Other endpoints that were looked at were the rates of undetectable minimal residual disease and the best undetectable MRD rates in peripheral blood were 76% of patients in those without deletion 17p and 77% in the entire study population. Undetectable MRD was 62% in patients without deletion 17p and 60% in the overall study population. When the combination of ibrutinib and venetoclax were looked at in terms of progression free survival and overall survival those rates were quite high and here I’ll just mention the entire study population, all treated patients, and the 24-month PFS rate was 95% and the 24-month overall survival rate was 98% for the entire study population.

When we look at just patients with deletion 17p or TP53 mutation we see actually similar results in terms of response rate. So overall response rate in the 17p population was 96% with a CR rate of 52%, CRi of 4%, so overall a CR/CRi rate of 56%, very similar to the entire study population. When we look at MRD or undetectable MRD rates in peripheral blood in the deletion 17p/TP53 population that was 81%. The bone marrow undetectable MRD rate was 41%. Then the other endpoints that I’ve mentioned previously for the whole study included the 24-month PFS rate and for the deletion 17p population that was 84% and the 24-month overall survival rate for the deletion 17p population was 96%. Of the total study population, again, these were 27 individuals.

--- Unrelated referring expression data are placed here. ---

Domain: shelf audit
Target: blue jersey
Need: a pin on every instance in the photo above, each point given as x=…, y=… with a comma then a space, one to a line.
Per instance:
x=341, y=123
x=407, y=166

That was the majority of data for the study. The final point I wanted to make was the three cycle ibrutinib lead-in was able to reduce the tumour burden in patients and therefore reduce their risk of tumour lysis syndrome from venetoclax. So in terms of reducing that risk at baseline about 94% of patients who had a high tumour burden category, and this was out of a total of 34 patients who had a high tumour burden category, 32% were able to reduce that high category for TLS down to either medium or low. Fewer than one in five patients of the entire study, about 18%, had an indication for hospitalisation for TLS prophylaxis or monitoring. It’s important to note that no clinical TLS occurred in the study and no patient had laboratory TLS per a very standard criteria called the Howard criteria.

How can these results impact the future treatment of CLL/SLL?

In terms of the results of the study and conclusions reached, the combination of ibrutinib and venetoclax met the primary endpoint with a CR/CRi rate of 56% and similar rates were seen in patients in the overall population and those with high risk features such as deletion 17p. The study had a favourable safety profile and 92% of the patients on study completed the entire fixed duration combination and three cycles of ibrutinib lead-in provided effective tumour debulking, as we just discussed, reducing the percentage of patients who were at high risk for tumour lysis syndrome.

Results of this fixed duration cohort were consistent with the previously presented MRD cohort that was presented at ASH in December of 2020 and these results support this combination fixed duration, all oral, once daily chemotherapy free regimen which, as we saw from the undetectable MRD data, results in deep responses and, as we saw from the 24-month PFS and overall survival data, leads to durable responses in patients.

Again I will just point out that this combination is not approved yet by any regulatory authority but it does set the stage in future for these combination oral regimens, hopefully resulting in long-term disease free survival for patients with CLL.